Hey streettogs, if you want to learn some practical tips and techniques when shooting on the streets, check out the video above, or read more to see all tips.

Work the scene

One of the common mistakes I see in street photography is that photographers only take 1–2 photos of the scene, and move on (because they are either too self-conscious, nervous, or impatient).

Try this instead: work the scene. Take multiple photos of the scene. Preferably 15–20 (more tends to be better).

Why? The more you “work the scene” the more likely you are to make a great photograph. Sometimes a subtle difference between what is happening in the background, the eye contact of a person, or a hand gesture is what makes the photograph.

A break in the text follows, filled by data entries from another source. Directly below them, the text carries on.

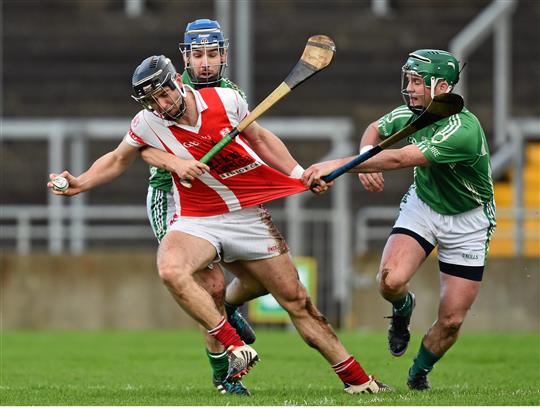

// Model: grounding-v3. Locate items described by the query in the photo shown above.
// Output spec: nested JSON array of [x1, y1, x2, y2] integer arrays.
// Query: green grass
[[0, 330, 540, 405]]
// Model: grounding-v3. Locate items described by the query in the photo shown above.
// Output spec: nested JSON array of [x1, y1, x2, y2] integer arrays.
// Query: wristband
[[360, 145, 373, 154], [289, 164, 304, 178]]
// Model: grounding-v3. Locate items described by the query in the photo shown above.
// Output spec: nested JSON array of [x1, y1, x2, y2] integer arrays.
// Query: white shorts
[[146, 186, 176, 242], [393, 185, 495, 274], [169, 205, 289, 262]]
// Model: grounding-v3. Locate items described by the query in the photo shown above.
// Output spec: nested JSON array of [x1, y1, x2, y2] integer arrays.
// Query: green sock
[[409, 343, 442, 378], [206, 349, 229, 380], [223, 302, 240, 319], [392, 292, 413, 316]]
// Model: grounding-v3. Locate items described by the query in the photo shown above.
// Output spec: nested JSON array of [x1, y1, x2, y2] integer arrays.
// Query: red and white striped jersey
[[124, 86, 307, 216]]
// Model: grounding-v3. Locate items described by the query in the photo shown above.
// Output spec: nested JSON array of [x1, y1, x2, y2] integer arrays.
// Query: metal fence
[[0, 118, 354, 326]]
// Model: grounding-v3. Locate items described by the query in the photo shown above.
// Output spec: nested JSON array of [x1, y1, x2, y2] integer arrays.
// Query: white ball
[[51, 176, 69, 191]]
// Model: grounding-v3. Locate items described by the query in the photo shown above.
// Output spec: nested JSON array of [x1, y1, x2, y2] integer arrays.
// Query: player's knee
[[377, 266, 406, 295], [158, 259, 190, 292], [439, 315, 463, 337], [279, 287, 309, 317]]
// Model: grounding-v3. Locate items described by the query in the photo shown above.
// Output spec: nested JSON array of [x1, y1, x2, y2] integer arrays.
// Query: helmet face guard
[[179, 19, 229, 87], [401, 49, 460, 113], [131, 55, 186, 121]]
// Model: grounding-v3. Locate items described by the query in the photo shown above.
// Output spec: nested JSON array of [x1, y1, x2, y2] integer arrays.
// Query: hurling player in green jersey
[[303, 49, 495, 390], [141, 19, 254, 395]]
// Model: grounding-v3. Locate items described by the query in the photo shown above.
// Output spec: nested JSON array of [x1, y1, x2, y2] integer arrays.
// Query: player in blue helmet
[[179, 18, 229, 88]]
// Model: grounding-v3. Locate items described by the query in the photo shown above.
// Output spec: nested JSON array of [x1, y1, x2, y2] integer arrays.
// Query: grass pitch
[[0, 330, 540, 406]]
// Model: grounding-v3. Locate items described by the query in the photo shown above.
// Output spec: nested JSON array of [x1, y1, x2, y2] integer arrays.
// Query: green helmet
[[402, 49, 459, 89]]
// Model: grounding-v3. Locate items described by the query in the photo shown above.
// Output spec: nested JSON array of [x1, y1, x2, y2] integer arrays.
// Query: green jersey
[[149, 71, 246, 193], [378, 105, 493, 215]]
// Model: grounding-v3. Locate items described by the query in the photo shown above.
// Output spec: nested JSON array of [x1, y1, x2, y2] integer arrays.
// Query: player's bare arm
[[302, 145, 429, 186], [243, 118, 298, 175], [141, 146, 210, 180], [358, 121, 384, 193], [47, 141, 139, 196]]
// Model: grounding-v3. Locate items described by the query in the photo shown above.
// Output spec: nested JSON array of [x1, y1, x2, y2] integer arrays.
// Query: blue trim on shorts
[[390, 227, 435, 257], [439, 261, 484, 282]]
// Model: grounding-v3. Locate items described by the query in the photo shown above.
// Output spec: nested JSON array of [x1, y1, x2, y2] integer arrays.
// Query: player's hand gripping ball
[[51, 176, 69, 191]]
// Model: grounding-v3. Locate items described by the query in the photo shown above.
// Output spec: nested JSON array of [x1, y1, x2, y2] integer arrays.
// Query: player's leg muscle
[[424, 273, 480, 356], [377, 234, 426, 301]]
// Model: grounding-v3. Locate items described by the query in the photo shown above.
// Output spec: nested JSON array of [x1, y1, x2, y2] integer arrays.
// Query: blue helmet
[[180, 18, 225, 51], [179, 18, 229, 88]]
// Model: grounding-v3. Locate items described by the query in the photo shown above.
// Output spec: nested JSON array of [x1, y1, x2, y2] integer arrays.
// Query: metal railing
[[450, 0, 517, 147], [0, 118, 354, 326]]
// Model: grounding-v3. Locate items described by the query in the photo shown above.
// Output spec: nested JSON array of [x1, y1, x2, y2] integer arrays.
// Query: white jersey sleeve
[[215, 88, 249, 126], [124, 110, 149, 148]]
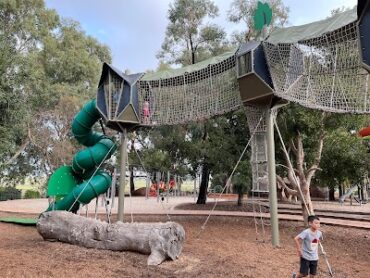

Think of the analogy of baseball— the more times you swing your bat, the more likely you are to hit a home run.

Use your flash

If you’re like me (a lazy photographer) you don’t always shoot when the light is good (sunrise/sunset). So if you’re shooting in the middle of the day, in the shade, or indoors, try to use your flash to have your subject “pop” from the background.

I personally keep my camera on “P” (program) mode and use the automatic flash settings. Use the flash built into your camera (if you have it) or a small external flash if your camera doesn’t have a flash.

You can use a flash when you’re photographing a subject against the sun, or when they are in a poor lighting situation.

I used to shoot off-camera flash with a trigger like Bruce Gilden, but nowadays just shoot with an on-camera flash (because I don’t need any crazy flash angles anymore). I also suggest to try to shoot with a flash during the day (people don’t notice it) rather than the night (when it can blind and scare people).

Get eye contact

There is a saying: “The eyes are the windows to the soul.” I feel that by getting eye contact in your photograph, the viewer feels a lot more connected to your image. It almost looks like the subject of your frame is looking directly at the viewer.

The stronger the eye contact, the more emotional, and more memorable the photograph generally is.

But how do you get eye contact when you’re shooting on the streets? My suggestion: get close to them, and keep clicking, until they notice you and make eye contact with you. The second they make eye contact, that is when you click.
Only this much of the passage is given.